Isolate routing tables for multi-tenancy:

# Create separate routing instances
/routing table add name=customer-a fib
/routing table add name=customer-b fib

# Assign interfaces to VRF
/ip address add address=10.1.0.1/24 interface=vlan-customer-a routing-table=customer-a
/ip address add address=10.2.0.1/24 interface=vlan-customer-b routing-table=customer-b

# Each customer has isolated routing

11. Route Redistribution Between Protocols​

Share routes between OSPF and BGP:

# Export OSPF routes to BGP
/routing filter rule add chain=ospf-to-bgp protocol=ospf action=accept

# Import into BGP
/routing bgp connection add name=bgp-export redistribute=connected,ospf \
output.filter=ospf-to-bgp

12. Route Monitoring Dashboard Script​

Generate routing health report:

:local totalRoutes [/ip route print count-only]
:local activeRoutes [/ip route print count-only where active=yes]
:local dynamicRoutes [/ip route print count-only where dynamic=yes]
:local staticRoutes [/ip route print count-only where static=yes]
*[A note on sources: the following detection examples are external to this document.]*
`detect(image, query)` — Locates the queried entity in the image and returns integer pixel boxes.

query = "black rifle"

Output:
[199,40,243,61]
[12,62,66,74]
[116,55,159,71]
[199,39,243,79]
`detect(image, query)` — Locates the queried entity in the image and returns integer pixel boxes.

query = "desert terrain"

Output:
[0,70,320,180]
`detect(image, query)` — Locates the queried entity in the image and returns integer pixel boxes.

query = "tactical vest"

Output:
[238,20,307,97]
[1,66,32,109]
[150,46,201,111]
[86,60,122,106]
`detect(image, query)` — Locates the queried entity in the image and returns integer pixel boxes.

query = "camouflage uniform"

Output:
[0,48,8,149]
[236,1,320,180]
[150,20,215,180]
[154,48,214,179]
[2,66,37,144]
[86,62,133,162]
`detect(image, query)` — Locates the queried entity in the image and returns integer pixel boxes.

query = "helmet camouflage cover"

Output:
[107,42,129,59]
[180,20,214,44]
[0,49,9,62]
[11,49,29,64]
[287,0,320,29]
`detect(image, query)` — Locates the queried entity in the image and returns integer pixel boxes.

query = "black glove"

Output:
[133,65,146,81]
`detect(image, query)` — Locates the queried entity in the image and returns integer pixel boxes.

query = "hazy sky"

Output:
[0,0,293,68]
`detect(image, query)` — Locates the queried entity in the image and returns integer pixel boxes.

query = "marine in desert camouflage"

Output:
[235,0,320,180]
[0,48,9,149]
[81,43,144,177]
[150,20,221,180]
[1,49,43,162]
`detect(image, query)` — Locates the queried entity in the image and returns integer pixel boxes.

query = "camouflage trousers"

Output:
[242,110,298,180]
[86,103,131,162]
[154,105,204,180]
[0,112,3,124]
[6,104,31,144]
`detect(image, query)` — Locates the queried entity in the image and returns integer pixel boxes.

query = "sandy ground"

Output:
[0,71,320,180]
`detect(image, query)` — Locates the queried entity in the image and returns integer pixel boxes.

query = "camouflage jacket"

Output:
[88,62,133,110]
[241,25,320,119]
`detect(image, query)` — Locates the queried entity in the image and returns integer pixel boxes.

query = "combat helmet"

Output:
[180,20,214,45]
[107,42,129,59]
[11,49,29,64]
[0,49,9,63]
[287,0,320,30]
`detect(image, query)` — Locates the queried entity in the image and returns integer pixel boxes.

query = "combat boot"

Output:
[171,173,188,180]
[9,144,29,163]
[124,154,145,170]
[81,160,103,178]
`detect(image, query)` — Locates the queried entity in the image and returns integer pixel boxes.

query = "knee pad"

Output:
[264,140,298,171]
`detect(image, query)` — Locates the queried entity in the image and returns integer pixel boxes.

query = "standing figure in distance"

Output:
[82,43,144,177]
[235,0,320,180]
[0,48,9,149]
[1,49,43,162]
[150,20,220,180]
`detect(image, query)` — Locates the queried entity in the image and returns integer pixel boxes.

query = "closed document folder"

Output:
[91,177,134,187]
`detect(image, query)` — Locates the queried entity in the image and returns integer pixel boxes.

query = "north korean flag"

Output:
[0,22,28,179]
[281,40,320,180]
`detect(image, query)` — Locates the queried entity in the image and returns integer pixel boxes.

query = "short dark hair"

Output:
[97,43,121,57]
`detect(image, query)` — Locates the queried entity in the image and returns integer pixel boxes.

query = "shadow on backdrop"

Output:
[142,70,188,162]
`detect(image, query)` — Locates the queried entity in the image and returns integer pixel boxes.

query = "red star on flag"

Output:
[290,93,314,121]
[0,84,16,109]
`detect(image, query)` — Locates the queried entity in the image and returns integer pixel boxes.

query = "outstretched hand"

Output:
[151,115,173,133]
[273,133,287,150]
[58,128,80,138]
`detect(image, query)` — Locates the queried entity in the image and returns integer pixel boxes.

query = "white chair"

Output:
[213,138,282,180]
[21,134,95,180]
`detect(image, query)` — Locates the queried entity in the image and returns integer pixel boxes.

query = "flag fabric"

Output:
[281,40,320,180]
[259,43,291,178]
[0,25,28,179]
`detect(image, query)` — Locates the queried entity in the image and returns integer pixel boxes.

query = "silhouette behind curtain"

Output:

:put "=== Routing Health Report ==="
:put ("Total Routes: " . $totalRoutes)
:put ("Active Routes: " . $activeRoutes)
:put ("Dynamic Routes: " . $dynamicRoutes)
:put ("Static Routes: " . $staticRoutes)

:put "\n=== Default Route Status ==="
:foreach route in=[/ip route find where dst-address=0.0.0.0/0] do={
:local gw [/ip route get $route gateway]
:local dist [/ip route get $route distance]
:local isActive [/ip route get $route active]
:put ("Gateway: " . $gw . " | Distance: " . $dist . " | Active: " . $isActive)
}


πŸŽ‰ You now understand IP routing, static/dynamic routes, failover mechanisms, and policy-based routing! Use this knowledge to build resilient multi-WAN networks, implement traffic steering policies, and optimize network path selection.